During removal of elements:

  • There is no reallocation, even if the buffer is now much bigger than needed. It is possible to force this though, using the shrink to fit idiom (2).
  • All iterators pointing past the element removed are invalidated. Especially, the previous 'end' iterator is now beyond the [begin,end] range and cannot be used safely within STL algorithms for example.

(1) The internal structure of a std::vector is an array of T, this is due for compatibility with the C-programs (using &myVector.front() as the address of the array) and because it guarantees contiguity and a minimum space overhead (ie, the amount of space taken by the vector own data vs the amount of space occupied by an object)

At any moment, you can know how many objects a vector can hold using .capacity() method.

When you want to insert an object and the vector does not have the necessary capacity, a call to the .reserve(size_t) method is triggered. This method, if the number of items required is superior to the current capacity, triggers a reallocation.

The vector then allocates a new array of elements (its size is generally 2*n+1 where n is the current capacity), copies the elements of the current array to the new array, discards the current array.

Because it discards the current array, your iterators are invalidated as vector iterators are generally simple pointers (for efficiency).

Note that if the iterators were implemented as: a reference to the vector + a count, and dereferencing was actually *(&m_vector.front() + n) reallocation would not invalidate them... but they would be less efficient.

(2) Shrink to fit: Warning, this triggers a COPY of the elements and invalidates iterators.

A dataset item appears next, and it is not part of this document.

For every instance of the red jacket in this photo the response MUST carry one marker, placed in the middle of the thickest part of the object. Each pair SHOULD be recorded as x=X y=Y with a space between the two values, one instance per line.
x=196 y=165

// myVector has 10 elements, but myVector.capacity() == 1000
myVector.swap(std::vector<int>(myVector));

It first creates a temporary vector, which will allocate only as much memory as is needed (with a minimum depending on the library), and copy the elements of myVector. Then the swap operation exchange the buffers from myVector and this copy, and thus myVector now hols a buffer with the minimum amount of memory necessary. At the end of the operation the temporary is destroyed and the memory it holds released.